As an Indian woman, Tinder fascinates me. The dating app’s shopping-meets-hook-up-experience premise is a strong departure from the traditional Indian mindset toward finding a partner — a pursuit that is only ever meant to end in marriage, and which does not typically encourage women to play an active role in making decisions.
So when I stumbled upon #100IndianTinderTales on Facebook — a project by Indian artist and illustrator Indu Harikumar that documents the stories and experiences of Tinder users in India and Indians using Tinder abroad — one of the first things that stood out to me was that most stories featured clearly articulated likes and dislikes, sexual preferences, fantasies, and experiences . . . many of which would be considered scandalous by typical Indian standards.

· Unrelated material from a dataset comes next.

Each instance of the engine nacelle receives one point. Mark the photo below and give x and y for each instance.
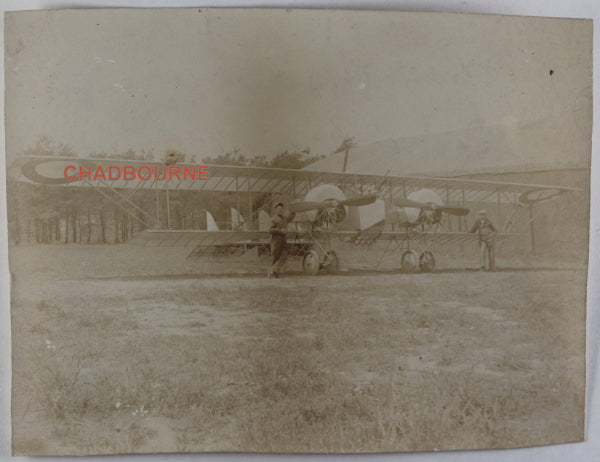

Indu embarked on this project to find inspiring new content for her daily art practice. Having herself used the app overseas, while on an artist’s residency in Europe, she found it was a novel way to meet interesting people. Since then, her project has evolved into something that’s challenged Indian relationship ideals in powerful ways.
I asked Indu what it means to women contributing to the project, to have the liberty to choose partners for love, sex, and for some, marriage. “In a world where women have always been judged and dismissed based on their looks, a lot of women have told me they feel powerful left-swiping when they see pictures of Tinder users,” she says. “Tinder helps weed out the men you’re definitely not interested in and focus on those who you think may be interesting. It puts us on a level playing field.”
While the West may have a love/hate relationship with Tinder, in India it’s a tool that enables choice for women as they navigate one of society’s greatest obsessions — relationships and marriage. About 95% of contributors to Indu’s project are women, many of whom have shared stories about how using Tinder gives them the upper hand.
Indu says that Tinder has made her question her own social conditioning as well, presenting opportunities to push her boundaries and challenge her inhibitions. This liberation is particularly potent in a country often focused on the Ideal Indian Woman, whose primary role is to look after and preen herself, and…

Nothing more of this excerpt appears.